The High Court has just issued judgment in the case of Dellway Investment Ltd & Ors v. National Asset Management Agency, rejecting a constitutional challenge to NAMA. Detailed analysis of the judgment will follow after a more thorough reading of what looks like a well reasoned decision. For now, here is a brief extract:
The Court is of the view that the creation of NAMA, as permitted by the Act in the manner interpreted by the Court, is a reasonable and proportionate policy response to the problems which the Act seeks to address. It was, in the Court’s view, possible for the Oireachtas to conclude that impairing any rights which borrowers might have to any lesser extent, by either restricting NAMA’s acquisition powers to impaired loans or loans connected with impaired loans, or by delaying the NAMA acquisition process by putting in place an entitlement on the part of borrowers to be heard, or both, would not have achieved, to a sufficient extent, the ends of the Act. In those circumstances, the Court is satisfied that the Act meets the proportionality test.
... the definition of possessions for the purposes of the ECHR is, if anything, narrower than the scope of property rights which may be afforded constitutional protection under the Irish Constitution. Two consequences seem to the Court to flow from that conclusion. First, it follows that the Court is of the view that there has been no interference with the rights of Mr. McKillen as guaranteed by the ECHR for those rights are, at a minimum, no more extensive than the rights guaranteed by the Irish Constitution which the Court has already determined have not been infringed. Second, the approach of the ECtHR lends reinforcement to the view which the Court has already expressed which is to the effect that property rights of a contractual or goodwill nature are required to be legally enforceable (or at least in the Irish context analogous to being legally enforceable) before those rights achieve the status of being constitutionally protected.
10.33 Given the Court’s view, as already expressed, that the Act does not interfere with any constitutionally protected rights of Mr. McKillen, it follows that, in any event, the Act is not inconsistent with the Constitution by reference to Mr. McKillen’s rights. Even if the Court’s analysis of the interference by the Act with Mr. McKillen’s rights is incorrect, it does not seem to the Court that any such interference could be placed at a very high level for all of the reasons which were addressed in the section of this judgment in relation to fair procedures. Even if the Court is wrong in its view that no constitutionally protected rights of Mr. McKillen are interfered with, then that analysis must, at a minimum, lead only to a conclusion that any interference with his rights is on the lower end of the scale.

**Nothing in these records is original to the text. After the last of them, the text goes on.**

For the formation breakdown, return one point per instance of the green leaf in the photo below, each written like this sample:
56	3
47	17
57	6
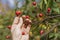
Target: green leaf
56	9
1	26
41	4
51	35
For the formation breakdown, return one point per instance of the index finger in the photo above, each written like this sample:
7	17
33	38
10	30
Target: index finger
16	20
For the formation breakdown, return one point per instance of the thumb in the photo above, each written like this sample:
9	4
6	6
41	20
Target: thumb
20	22
16	20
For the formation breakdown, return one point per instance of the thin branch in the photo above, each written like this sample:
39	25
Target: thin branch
38	22
54	25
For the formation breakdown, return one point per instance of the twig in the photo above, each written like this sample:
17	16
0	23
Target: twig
54	25
38	22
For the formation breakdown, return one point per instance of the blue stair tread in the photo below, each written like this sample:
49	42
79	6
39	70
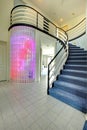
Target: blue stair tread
73	77
81	101
78	71
70	85
85	125
77	60
76	65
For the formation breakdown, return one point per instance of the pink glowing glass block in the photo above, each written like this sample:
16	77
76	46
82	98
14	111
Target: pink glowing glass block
23	53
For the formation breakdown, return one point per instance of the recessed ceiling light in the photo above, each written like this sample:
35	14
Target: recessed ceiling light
73	14
61	19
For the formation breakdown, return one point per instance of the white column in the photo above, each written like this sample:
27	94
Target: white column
86	17
37	56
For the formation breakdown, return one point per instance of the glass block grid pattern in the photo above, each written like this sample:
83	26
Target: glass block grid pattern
22	54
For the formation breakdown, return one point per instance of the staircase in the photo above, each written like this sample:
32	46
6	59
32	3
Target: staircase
71	85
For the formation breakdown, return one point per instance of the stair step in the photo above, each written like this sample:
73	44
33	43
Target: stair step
74	73
78	54
72	88
77	62
73	79
77	58
76	67
72	100
77	51
74	47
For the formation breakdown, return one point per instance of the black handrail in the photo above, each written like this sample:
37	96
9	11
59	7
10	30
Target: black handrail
77	36
11	25
49	67
63	46
76	25
38	13
63	43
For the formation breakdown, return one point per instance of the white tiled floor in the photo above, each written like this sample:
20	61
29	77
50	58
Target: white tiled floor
26	106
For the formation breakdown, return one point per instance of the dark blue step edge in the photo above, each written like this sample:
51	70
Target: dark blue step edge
77	58
72	88
72	100
77	62
78	54
76	67
85	126
76	73
73	79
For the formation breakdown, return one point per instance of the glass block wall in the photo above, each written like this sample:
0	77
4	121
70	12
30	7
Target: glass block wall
22	54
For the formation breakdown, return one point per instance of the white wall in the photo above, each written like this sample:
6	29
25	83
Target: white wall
82	41
5	8
75	21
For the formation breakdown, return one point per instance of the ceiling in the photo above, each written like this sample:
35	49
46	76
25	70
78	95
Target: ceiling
61	11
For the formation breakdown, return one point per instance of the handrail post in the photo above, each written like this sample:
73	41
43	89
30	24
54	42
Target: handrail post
48	81
37	20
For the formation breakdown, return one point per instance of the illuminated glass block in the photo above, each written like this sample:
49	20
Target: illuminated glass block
23	53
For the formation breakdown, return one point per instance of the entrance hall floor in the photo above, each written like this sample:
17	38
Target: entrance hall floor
26	106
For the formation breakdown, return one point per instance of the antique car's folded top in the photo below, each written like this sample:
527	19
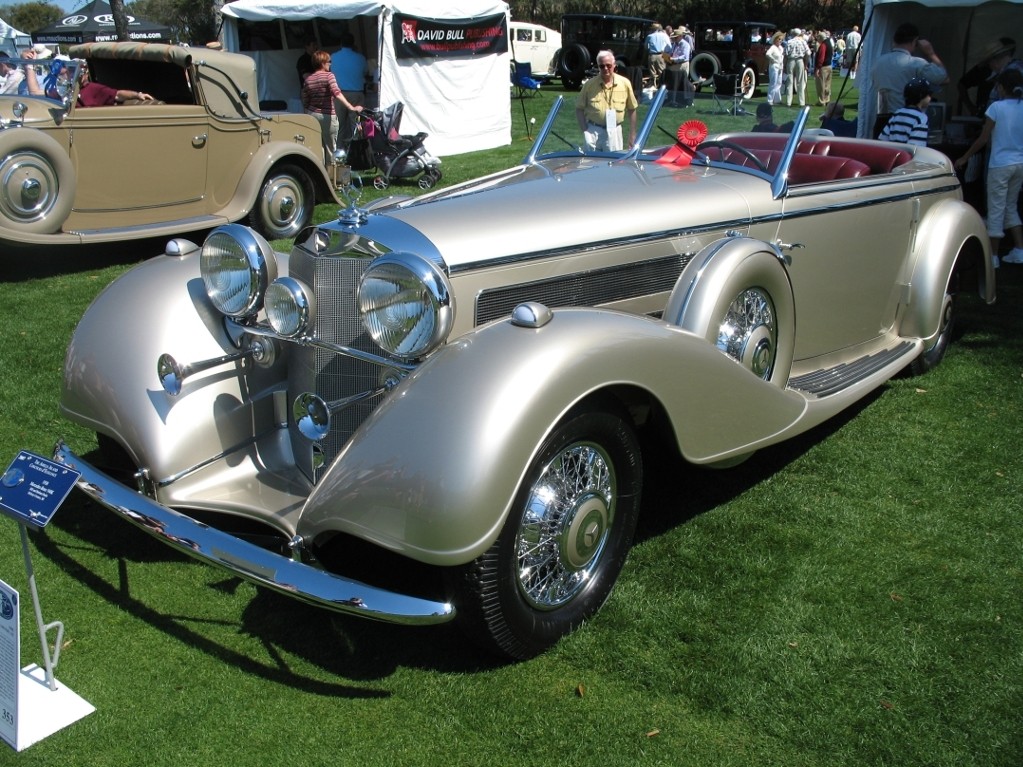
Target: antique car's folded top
466	381
196	152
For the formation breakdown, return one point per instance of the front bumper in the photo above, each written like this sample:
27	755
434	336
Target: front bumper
264	568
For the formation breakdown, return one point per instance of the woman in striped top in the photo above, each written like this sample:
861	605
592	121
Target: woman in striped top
318	94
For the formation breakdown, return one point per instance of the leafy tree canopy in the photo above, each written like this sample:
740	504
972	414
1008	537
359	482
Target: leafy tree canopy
832	14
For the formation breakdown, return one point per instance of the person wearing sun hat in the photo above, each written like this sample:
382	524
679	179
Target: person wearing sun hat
999	55
677	76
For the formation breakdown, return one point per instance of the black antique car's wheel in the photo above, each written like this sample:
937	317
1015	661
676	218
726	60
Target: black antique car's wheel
564	543
935	352
722	145
37	182
284	205
572	65
703	68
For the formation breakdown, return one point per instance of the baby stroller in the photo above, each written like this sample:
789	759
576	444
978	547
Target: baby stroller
380	146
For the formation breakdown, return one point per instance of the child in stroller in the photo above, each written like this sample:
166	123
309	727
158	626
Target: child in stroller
377	145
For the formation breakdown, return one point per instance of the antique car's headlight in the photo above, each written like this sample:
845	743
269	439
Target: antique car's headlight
236	265
290	307
406	305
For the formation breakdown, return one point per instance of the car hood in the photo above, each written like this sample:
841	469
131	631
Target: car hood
568	204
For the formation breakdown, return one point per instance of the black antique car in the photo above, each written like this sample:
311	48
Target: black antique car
584	35
731	47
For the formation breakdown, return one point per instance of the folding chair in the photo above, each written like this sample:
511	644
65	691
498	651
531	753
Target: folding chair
522	79
728	88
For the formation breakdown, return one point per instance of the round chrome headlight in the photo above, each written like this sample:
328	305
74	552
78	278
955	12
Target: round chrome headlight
290	307
406	305
236	265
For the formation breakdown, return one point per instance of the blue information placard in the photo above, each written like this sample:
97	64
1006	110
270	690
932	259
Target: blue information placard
33	488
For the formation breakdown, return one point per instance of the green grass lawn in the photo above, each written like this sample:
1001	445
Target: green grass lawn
852	597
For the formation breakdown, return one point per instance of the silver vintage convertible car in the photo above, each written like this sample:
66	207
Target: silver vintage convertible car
465	382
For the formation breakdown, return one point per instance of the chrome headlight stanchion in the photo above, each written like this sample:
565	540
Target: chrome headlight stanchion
172	373
312	413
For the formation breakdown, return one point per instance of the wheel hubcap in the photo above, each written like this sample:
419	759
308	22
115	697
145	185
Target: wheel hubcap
565	526
282	207
28	187
749	333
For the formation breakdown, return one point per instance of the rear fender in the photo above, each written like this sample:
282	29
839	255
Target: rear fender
266	158
949	229
433	472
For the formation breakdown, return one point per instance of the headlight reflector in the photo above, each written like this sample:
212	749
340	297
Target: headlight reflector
290	307
406	305
236	265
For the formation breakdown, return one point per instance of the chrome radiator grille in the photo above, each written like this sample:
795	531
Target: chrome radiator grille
335	281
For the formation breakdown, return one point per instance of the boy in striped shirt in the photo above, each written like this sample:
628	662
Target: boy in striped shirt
908	125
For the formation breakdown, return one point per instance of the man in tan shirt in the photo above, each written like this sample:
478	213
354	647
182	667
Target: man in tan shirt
603	104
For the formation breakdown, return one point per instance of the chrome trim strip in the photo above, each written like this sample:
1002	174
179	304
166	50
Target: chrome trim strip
280	574
717	225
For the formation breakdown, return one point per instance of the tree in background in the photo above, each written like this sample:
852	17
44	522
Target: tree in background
31	16
192	21
833	14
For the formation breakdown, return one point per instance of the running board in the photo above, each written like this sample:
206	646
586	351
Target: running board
834	379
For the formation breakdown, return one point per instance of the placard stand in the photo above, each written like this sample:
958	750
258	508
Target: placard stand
33	705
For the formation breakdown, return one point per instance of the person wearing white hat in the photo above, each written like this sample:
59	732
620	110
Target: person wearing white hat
10	75
797	57
678	69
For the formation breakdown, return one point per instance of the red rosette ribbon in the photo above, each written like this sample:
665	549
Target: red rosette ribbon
692	133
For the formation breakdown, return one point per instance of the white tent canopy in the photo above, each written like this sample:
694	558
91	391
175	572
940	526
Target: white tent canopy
11	39
462	102
959	30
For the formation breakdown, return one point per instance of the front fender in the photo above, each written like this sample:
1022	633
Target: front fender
946	231
110	384
433	472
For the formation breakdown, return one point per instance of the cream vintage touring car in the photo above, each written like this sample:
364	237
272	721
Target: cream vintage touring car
202	154
469	380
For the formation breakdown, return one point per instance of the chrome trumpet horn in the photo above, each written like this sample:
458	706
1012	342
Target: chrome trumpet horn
172	373
312	413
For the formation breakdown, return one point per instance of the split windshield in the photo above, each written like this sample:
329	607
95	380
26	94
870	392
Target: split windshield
657	130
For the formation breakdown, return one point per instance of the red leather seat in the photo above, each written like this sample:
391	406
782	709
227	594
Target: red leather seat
876	154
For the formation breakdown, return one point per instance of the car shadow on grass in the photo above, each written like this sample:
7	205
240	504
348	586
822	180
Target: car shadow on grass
21	263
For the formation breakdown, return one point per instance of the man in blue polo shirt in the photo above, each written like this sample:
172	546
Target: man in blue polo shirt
349	69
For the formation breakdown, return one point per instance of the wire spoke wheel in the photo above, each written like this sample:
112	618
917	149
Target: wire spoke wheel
565	526
564	542
749	332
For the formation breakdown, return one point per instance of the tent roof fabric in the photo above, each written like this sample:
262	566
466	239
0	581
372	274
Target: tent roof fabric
271	10
958	29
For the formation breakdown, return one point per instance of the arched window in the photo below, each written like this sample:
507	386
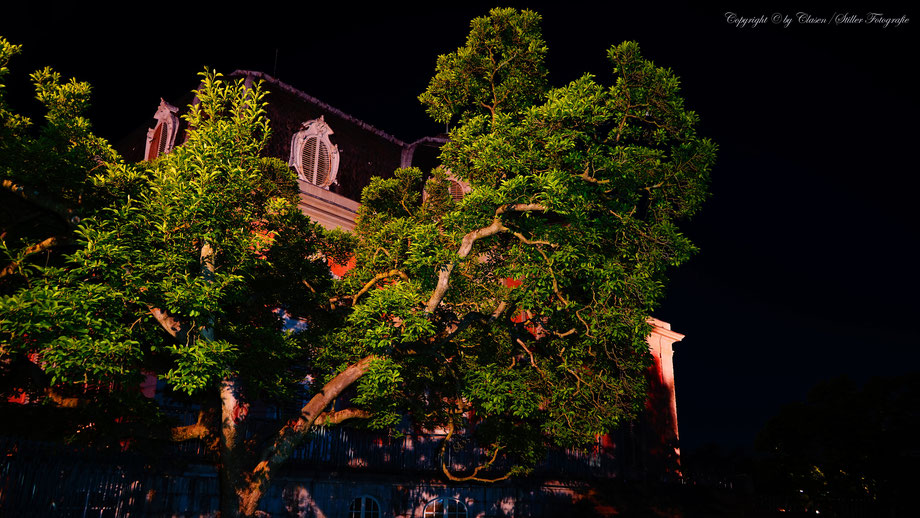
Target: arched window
445	508
456	187
162	137
364	507
313	155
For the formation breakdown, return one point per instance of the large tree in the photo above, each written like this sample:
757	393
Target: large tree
526	301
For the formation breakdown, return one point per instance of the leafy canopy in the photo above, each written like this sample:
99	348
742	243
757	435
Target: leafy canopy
524	304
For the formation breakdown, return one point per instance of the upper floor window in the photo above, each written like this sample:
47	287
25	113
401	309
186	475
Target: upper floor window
364	507
313	155
445	508
456	187
162	137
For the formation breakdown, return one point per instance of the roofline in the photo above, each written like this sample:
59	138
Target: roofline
331	109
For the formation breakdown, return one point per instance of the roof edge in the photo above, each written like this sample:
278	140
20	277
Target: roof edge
331	109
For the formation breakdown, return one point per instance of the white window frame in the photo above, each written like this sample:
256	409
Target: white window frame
453	185
319	132
168	127
363	507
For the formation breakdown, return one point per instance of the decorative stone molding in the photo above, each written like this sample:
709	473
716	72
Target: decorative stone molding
162	137
313	155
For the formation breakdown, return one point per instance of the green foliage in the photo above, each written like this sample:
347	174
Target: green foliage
843	443
576	192
525	303
209	235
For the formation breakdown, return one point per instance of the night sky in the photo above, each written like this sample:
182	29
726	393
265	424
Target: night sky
807	267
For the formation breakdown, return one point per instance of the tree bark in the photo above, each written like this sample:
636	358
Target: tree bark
252	486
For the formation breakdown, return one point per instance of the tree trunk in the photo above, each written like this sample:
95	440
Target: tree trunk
241	489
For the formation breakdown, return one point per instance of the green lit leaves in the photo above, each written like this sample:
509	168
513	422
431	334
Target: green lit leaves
380	391
200	364
388	317
500	68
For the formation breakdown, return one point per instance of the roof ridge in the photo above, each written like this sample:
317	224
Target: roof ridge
332	109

10.34 For the reasons which the Court has already set out, the problem needing to be addressed is at the very highest end of the scale. In addressing the proportionality between those two matters (that is the scale of the problem and the minimal interference (if any) with Mr. McKillen’s rights), it does not seem to the Court that any such interference as might be said to derive from the absence of an impairment requirement and the absence of a right to be heard, can be said to infringe the principle of proportionality.